Bases for producing suppositories include, for example, cocoa butter, polyethylene glycol, lanolin, fatty acid triglycerides, Huitepsol (registered trademark),
An oil-based base such as Dynamite Nobel Co., Ltd.) can be used. The dosage of the preparation thus prepared varies depending on the patient's symptoms, body weight, age, etc., and cannot be absolutely limited, but it is usually in the range of about 50 to 1000 mg of the compound of the present invention per day for adults.
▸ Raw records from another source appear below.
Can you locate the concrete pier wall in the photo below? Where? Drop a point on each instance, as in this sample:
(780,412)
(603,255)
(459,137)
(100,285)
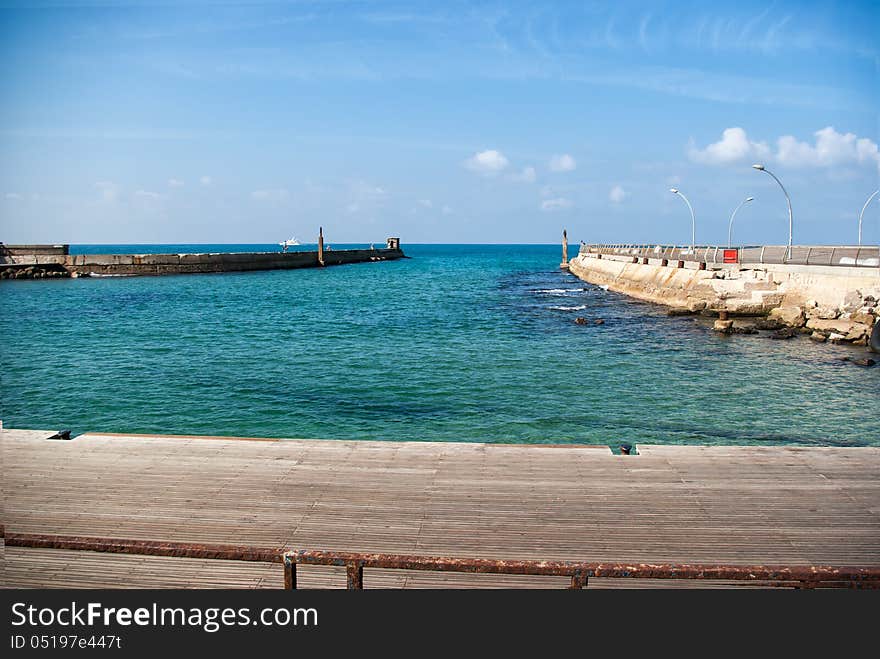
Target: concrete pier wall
(160,264)
(834,302)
This is usually preferably administered in 1 to 4 divided doses per day. Next, the production method, physical properties, and pharmacological action of the tricholabdal derivative, which is the compound of the present invention, will be described in more detail with reference to Examples. Example 1 Tricolabdar B (621 mg) was dissolved in 30 ml of distilled tetrahydrofuran, 30 drops of 5% hydrochloric acid were added dropwise, and the mixture was heated under reflux for 7 hours under a nitrogen stream. Pour the reaction solution into 50 ml of ice water and dilute with ethyl acetate for 200 ml.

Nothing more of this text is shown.